Václav Bolemír Nebeský (17 August 1818 – 17 August 1882) was a Czech poet active during the Czech National Revival.

== Biography ==
Václav Bolemír Nebeský was born at the Nový Dvůr estate in the neighbourhood of Kokořín. He went to high school in Litoměřice. He learned Greek and Latin very well there and this ability helped him to become a translator much later. Then he studied at Charles University in Prague. After 1820 he chose to take the typically Czech name of Bolemír. He spent four years in Vienna, where he worked as a private teacher. When he returned to Prague he continued to be a private educator and worked for the president of the Czech Museum.
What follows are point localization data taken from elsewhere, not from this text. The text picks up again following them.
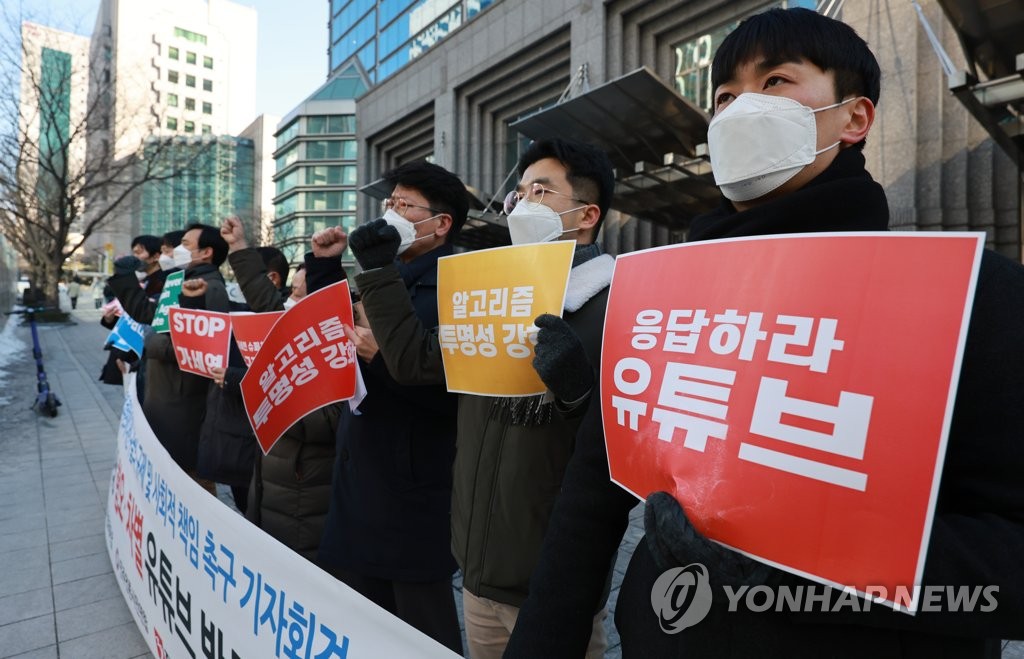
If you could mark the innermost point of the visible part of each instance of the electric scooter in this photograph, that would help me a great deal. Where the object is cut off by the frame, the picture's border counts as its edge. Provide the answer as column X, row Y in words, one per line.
column 46, row 401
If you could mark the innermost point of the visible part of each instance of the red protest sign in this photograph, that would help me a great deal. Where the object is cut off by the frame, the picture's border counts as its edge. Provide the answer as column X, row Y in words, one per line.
column 202, row 339
column 250, row 331
column 305, row 362
column 794, row 393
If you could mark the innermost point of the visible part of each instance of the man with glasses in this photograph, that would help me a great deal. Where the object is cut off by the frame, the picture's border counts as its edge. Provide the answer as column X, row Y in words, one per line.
column 511, row 451
column 387, row 530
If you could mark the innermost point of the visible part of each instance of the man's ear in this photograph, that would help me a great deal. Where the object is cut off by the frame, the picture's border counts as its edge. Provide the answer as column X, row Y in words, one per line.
column 860, row 121
column 591, row 215
column 443, row 225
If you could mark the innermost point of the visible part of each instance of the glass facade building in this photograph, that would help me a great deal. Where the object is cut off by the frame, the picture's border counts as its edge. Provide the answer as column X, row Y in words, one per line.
column 315, row 170
column 384, row 35
column 216, row 180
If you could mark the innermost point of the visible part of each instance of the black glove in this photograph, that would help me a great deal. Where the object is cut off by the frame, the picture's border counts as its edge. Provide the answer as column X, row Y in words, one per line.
column 560, row 360
column 673, row 541
column 127, row 265
column 375, row 245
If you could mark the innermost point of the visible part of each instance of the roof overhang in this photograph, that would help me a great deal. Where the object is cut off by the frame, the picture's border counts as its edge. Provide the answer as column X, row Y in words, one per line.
column 653, row 137
column 992, row 36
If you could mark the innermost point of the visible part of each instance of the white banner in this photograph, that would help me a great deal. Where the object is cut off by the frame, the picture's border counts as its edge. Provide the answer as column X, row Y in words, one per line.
column 203, row 581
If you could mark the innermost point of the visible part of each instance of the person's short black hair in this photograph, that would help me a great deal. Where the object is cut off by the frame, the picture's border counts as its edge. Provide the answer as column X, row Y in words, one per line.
column 587, row 169
column 798, row 34
column 441, row 188
column 274, row 261
column 210, row 237
column 173, row 238
column 150, row 243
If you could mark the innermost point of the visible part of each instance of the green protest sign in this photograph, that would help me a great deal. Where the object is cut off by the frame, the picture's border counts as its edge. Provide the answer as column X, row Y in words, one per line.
column 172, row 287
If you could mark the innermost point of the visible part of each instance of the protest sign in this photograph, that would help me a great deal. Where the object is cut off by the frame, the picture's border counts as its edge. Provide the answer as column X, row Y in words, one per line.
column 486, row 303
column 304, row 363
column 168, row 297
column 128, row 335
column 793, row 392
column 202, row 339
column 251, row 330
column 200, row 580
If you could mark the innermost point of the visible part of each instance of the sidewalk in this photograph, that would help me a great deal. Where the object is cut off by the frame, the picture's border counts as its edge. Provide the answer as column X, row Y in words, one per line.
column 58, row 597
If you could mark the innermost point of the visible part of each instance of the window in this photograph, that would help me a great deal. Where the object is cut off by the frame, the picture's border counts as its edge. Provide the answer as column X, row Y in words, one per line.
column 195, row 37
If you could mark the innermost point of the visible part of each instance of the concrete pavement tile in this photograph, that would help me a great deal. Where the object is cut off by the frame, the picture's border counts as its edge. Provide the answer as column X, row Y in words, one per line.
column 78, row 547
column 33, row 558
column 75, row 594
column 13, row 581
column 49, row 652
column 23, row 523
column 28, row 634
column 84, row 566
column 117, row 643
column 90, row 618
column 25, row 606
column 23, row 539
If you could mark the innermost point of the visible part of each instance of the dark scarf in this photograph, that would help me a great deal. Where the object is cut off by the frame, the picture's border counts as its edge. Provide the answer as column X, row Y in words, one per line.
column 844, row 198
column 532, row 410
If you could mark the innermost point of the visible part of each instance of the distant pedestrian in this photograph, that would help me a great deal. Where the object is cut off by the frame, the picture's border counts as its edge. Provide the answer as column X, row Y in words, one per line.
column 73, row 290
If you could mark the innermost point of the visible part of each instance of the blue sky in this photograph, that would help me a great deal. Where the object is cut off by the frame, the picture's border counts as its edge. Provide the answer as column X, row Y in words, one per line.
column 291, row 58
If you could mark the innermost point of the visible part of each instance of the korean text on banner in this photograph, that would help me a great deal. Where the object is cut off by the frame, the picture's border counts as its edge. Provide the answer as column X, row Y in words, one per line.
column 202, row 339
column 251, row 330
column 128, row 335
column 794, row 393
column 305, row 362
column 202, row 581
column 486, row 303
column 169, row 296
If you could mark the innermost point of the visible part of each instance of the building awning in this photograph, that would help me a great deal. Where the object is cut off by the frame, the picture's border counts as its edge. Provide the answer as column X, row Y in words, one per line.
column 992, row 36
column 652, row 136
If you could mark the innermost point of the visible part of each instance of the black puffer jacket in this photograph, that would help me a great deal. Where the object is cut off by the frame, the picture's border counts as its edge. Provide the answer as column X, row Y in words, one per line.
column 290, row 487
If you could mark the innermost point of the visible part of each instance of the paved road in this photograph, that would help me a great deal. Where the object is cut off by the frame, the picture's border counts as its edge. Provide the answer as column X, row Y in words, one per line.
column 58, row 597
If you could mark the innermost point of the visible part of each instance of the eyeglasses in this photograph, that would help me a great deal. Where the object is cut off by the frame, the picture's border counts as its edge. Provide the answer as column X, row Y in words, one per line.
column 534, row 193
column 399, row 206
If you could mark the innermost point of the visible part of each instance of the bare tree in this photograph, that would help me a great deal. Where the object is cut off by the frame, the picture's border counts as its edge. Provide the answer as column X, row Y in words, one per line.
column 67, row 167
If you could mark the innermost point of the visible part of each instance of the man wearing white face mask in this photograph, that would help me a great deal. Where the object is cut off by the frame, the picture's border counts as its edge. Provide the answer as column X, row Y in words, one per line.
column 499, row 517
column 795, row 99
column 387, row 529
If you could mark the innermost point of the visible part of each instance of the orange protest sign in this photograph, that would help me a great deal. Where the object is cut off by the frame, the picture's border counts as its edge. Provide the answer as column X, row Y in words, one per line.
column 202, row 339
column 305, row 362
column 486, row 303
column 794, row 393
column 250, row 331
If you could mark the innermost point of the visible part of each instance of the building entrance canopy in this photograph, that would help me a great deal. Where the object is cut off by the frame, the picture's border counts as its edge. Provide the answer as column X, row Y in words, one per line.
column 992, row 36
column 653, row 137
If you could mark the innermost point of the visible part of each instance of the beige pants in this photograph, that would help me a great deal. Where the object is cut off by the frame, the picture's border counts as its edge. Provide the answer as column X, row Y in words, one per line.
column 489, row 624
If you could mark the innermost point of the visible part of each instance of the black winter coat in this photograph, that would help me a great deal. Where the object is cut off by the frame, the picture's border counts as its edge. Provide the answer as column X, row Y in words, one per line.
column 392, row 479
column 290, row 487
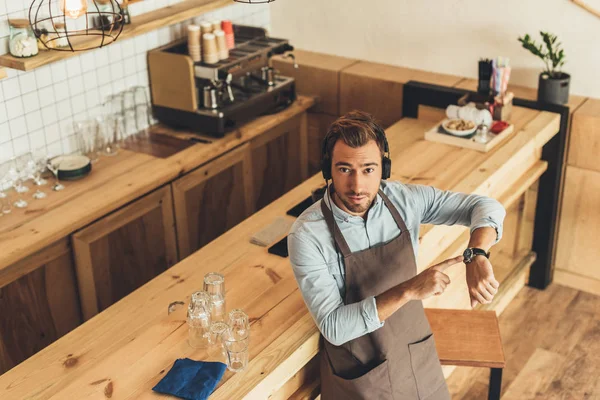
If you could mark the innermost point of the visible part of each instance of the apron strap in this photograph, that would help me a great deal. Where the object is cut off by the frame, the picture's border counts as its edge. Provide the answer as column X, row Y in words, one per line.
column 338, row 238
column 394, row 211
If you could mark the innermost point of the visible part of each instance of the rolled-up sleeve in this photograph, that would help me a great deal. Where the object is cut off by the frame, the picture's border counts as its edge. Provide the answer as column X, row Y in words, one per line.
column 443, row 207
column 338, row 322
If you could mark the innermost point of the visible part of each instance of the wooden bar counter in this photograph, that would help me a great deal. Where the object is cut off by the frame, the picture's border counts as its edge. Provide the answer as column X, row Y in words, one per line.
column 125, row 350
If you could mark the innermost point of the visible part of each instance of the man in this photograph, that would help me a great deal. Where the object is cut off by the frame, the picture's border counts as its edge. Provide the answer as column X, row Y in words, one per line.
column 353, row 254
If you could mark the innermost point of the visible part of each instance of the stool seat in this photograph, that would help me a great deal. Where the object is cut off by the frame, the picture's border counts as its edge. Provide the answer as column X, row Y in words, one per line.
column 467, row 337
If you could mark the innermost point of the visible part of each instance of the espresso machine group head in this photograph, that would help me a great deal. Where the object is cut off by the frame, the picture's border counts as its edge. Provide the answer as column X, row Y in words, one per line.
column 214, row 99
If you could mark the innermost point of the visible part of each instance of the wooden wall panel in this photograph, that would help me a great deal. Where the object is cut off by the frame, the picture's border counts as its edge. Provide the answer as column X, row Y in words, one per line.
column 212, row 199
column 40, row 306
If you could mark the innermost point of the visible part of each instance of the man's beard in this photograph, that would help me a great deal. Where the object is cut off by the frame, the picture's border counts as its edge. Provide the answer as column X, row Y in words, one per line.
column 357, row 208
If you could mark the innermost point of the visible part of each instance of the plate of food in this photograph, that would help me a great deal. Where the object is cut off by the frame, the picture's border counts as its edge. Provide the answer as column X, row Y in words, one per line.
column 459, row 127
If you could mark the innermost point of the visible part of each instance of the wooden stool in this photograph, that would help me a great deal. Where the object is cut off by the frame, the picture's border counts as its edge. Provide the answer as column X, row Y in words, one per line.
column 469, row 338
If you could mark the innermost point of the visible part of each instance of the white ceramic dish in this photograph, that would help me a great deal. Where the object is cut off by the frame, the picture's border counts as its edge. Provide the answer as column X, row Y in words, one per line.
column 457, row 132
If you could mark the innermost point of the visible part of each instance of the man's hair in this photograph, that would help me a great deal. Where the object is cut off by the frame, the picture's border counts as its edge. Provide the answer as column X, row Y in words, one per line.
column 356, row 129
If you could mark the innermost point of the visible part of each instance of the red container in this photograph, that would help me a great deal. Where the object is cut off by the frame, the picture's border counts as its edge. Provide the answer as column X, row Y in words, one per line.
column 227, row 27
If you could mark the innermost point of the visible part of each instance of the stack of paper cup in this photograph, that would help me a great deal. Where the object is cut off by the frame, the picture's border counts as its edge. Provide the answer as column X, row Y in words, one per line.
column 194, row 43
column 206, row 27
column 221, row 44
column 210, row 52
column 229, row 37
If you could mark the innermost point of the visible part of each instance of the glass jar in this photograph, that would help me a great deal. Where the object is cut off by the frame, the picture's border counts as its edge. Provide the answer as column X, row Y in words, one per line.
column 22, row 42
column 61, row 40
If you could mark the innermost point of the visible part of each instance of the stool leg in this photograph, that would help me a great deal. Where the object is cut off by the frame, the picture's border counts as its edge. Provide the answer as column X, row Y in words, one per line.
column 495, row 384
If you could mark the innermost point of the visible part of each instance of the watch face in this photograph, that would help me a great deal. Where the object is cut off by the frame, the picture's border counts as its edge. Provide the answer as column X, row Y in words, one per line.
column 468, row 255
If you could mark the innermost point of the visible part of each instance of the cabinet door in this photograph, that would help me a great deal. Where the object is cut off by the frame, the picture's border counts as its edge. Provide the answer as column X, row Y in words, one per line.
column 122, row 251
column 38, row 303
column 279, row 160
column 212, row 199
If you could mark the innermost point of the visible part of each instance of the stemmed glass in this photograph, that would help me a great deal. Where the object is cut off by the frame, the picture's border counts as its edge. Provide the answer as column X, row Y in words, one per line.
column 53, row 167
column 4, row 178
column 20, row 172
column 40, row 159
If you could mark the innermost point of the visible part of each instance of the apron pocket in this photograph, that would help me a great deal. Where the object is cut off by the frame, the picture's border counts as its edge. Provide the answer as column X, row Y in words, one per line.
column 374, row 384
column 426, row 366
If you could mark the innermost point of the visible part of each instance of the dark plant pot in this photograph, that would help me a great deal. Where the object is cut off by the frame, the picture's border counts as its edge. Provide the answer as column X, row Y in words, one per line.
column 553, row 90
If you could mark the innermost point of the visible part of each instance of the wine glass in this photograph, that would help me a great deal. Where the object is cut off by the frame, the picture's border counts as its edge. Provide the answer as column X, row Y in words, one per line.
column 53, row 167
column 4, row 178
column 40, row 159
column 20, row 171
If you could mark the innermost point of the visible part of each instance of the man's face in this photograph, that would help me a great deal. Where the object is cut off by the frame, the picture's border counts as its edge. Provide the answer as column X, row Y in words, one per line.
column 356, row 174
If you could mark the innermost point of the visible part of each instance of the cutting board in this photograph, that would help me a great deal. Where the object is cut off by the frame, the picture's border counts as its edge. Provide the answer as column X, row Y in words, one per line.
column 433, row 135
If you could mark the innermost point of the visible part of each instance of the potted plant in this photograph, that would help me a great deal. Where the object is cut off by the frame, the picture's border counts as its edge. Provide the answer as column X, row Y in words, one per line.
column 553, row 84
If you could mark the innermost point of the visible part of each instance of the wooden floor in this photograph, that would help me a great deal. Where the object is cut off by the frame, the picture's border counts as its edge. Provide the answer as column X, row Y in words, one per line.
column 552, row 346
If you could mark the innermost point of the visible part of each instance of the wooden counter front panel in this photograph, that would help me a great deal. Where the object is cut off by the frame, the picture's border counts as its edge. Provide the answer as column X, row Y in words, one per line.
column 579, row 228
column 212, row 199
column 279, row 160
column 40, row 306
column 122, row 251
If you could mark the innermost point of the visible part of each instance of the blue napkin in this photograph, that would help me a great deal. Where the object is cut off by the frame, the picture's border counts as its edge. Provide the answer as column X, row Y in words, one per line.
column 191, row 380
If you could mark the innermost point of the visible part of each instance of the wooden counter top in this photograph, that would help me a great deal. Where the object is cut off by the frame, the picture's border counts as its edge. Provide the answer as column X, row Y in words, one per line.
column 114, row 182
column 125, row 350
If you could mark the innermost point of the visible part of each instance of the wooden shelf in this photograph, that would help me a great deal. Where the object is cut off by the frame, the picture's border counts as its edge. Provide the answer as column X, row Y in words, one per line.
column 141, row 24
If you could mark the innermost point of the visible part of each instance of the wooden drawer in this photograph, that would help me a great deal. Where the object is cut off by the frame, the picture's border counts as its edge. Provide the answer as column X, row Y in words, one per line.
column 212, row 199
column 39, row 305
column 122, row 251
column 279, row 160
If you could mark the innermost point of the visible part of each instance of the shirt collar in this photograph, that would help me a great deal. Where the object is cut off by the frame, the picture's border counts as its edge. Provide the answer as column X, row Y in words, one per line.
column 341, row 215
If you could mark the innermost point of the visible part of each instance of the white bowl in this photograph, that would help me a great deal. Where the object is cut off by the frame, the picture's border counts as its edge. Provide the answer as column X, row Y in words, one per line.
column 456, row 132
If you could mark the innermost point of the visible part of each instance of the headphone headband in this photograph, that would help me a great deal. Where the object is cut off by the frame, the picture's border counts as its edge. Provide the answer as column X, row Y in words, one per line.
column 386, row 167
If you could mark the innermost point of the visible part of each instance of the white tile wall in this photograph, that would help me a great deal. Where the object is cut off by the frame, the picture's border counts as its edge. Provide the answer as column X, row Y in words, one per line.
column 37, row 108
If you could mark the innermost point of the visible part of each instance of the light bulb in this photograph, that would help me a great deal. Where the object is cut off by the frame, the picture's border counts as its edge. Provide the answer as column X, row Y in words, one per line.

He cooperated with other important national revival figures, such as Boleslav Jablonský, Josef Kajetán Tyl, Karel Jaromír Erben, Karel Havlíček Borovský and Karel Sabina. He also had an intimate relationship with the famous writer Božena Němcová. He was active during the revolution of 1848, known commonly as the Springtime of Nations. He was elected a deputy at the Austrian Parliament. In 1849 he got tenure at the University but never lectured, working as a journalist. Václav Bolemír Nebeský died in Prague in 1882. He was buried at Vyšehrad cemetery in Prague.

== Works ==
Václav Bolemír Nebeský was a poet and translator. His best-known work is the poem is Protichůdci. The title means "The men, who go in opposite directions". It was published in 1844. The main hero is the Wandering Jew, Ahasver. He is a man weary of life, who longs for death. The hero is probably a symbol of everyone's endeavour and suffering. The poem is written in trochaic pentameter. Nebeský translated many works by ancient authors, for example Aristophanes, Aischylos, Terence and Plautus. He also published anthologies of Jewish legends in 1881.